Your team was hired by the international corporation ACM (Analytical Calculation Maxims). Every year ACM creates and conducts various surveys. Surveys themselves are simple forms with a list of questions and a list of possible answers for every question. Surveys are distributed around the globe, where field agents question the target group of people. All the answers are gathered in the ICPC (International Computation and Processing Center), where teams of well-paid analysts mine raw data in search for relevant correlations. The raw data for each individual survey consists of lots of lines of answers. Each line corresponds to every questioned person and for every question lists answers that the person has made on that particular survey.

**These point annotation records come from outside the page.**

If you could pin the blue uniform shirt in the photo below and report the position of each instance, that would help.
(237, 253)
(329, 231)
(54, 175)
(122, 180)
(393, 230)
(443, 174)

The first step of analysis that your team was hired to automate is to create cross tables that correlate answers on interesting pairs of questions. In its most simple way, given a pair of questions, cross table has a row for every possible answer on the first question, and has a column for every possible answer on the second question. Each cell of the cross table contains a number of lines in the raw data that has both answers for the corresponding questions at the same time.

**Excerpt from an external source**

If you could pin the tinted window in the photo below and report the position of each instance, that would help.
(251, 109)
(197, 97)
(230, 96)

However, your task is complicated by the fact that you are to compute and output not only simple cross table values, but also total values for every row and column in the cross table (that is the sum of values in the corresponding row and column) that are placed in an additional last column and last row, as well as a percentage distributions for every row and column. Percentage distribution for a row is an additional number in every cell in that row that shows percent ratio of the value in that cell to the total value for that row, unless the total value is zero (in that case percentage distribution for this row is not defined). The same applies to the percentage distributions of columns. Thus, the cross table in your output will have at most three values in every cell (the value itself, row-wise percent, and column-wise percent). Please note, that percentage distributions also apply to totals. For example, in the total column for every row the row-wise percent will be always 100%, unless the total value for the row is zero (in that case row-wise percents are not defined), and column -wise percent shows percents ratio of the total value for this row to the total number of lines in the raw data (which is the value that can be found in the last column of the last row).
Percents are rounded to integers on output. Percent that has a non-zero fractional part is rounded to either the smallest integer number greater than the resulting percent, or the largest integer number smaller than the resulting percent, in such a way, that the sums of all corresponding row-wise percents by row (without row totals) or column -wise percents by column (without column totals) are equal to 100% unless they are undefined. There are various rounding algorithms that produce results satisfying the above constraints. You are free to use any rounding algorithm as long as the above constraints are satisfied.